It primarily aims at helping
applications with gathering information about modern computing
hardware so as to exploit it accordingly and efficiently.
Portability and support
hwloc supports the following operating systems:
- Linux (including old kernels not having sysfs topology
information, with knowledge of cpusets, offline cpus, ScaleMP vSMP,
NumaScale NumaConnect, and Kerrighed support)
- Solaris
- AIX
- Darwin / OS X
- FreeBSD and its variants, such as kFreeBSD/GNU
- OSF/1 (a.k.a., Tru64)
- HP-UX
- Microsoft Windows
Since it uses standard Operating System information, hwloc's support is
almost always independent from the processor type (x86, powerpc, ia64, ...),
and just relies on the Operating System support. The only exception to this is
kFreeBSD, which does not support topology information, and hwloc thus uses an
x86-only CPUID-based backend (which could be used for other OSes too).
To check whether hwloc works on a particular machine, just try to build
it and run lstopo If some things do not look right (e.g. bogus or
missing cache information), see Questions and bugs below
hwloc may display the topology in multiple convenient formats (see
v1.7 examples).
It also offers a powerful programming interface to gather information
about the hardware, bind processes, and much more.
Documentation
More details are available in the Documentation
(in both PDF and HTML).

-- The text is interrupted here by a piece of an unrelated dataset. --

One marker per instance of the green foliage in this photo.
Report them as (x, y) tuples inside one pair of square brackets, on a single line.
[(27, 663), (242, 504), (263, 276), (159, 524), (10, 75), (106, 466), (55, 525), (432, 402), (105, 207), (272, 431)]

The documentation for each version contains
examples of
outputs and an API interface example (these links are for v1.7).
The materials from several hwloc tutorials is
available online.
Getting and using hwloc
The latest hwloc releases are available on the
download page.
The Subversion repository is also accessible for
online browsing
or checkout.
Perl bindings are available from Bernd Kallies
on CPAN.
Python bindings are available from Guy Streeter
as Fedora RPM and tarball
or within their git tree
(html).
The following software already benefit from hwloc or are being
ported to it:
- MPI implementations and tools
- Runtime systems and compilers
- The ForestGOMP
OpenMP platform for hierarchical architectures
- The StarPU
runtime system for heterogeneous multicore architectures
- The Directed Acyclic Graph Unified Environment
(DAGuE) project
- The Qthreads project (site 1, site 2)
- The Rose compiler
- Parallel scientific libraries
- Resource manager and job schedulers
- and even more!
How do you pronounce "hwloc"?
When in doubt, say "hardware locality."
Some of the core developers say "H. W. Loke"; others say
"H. W. Lock". We've heard several other pronunciations as well. We
don't really have a strong preference for how you say it; we
chose the name for its Google-ability, not its pronunciation.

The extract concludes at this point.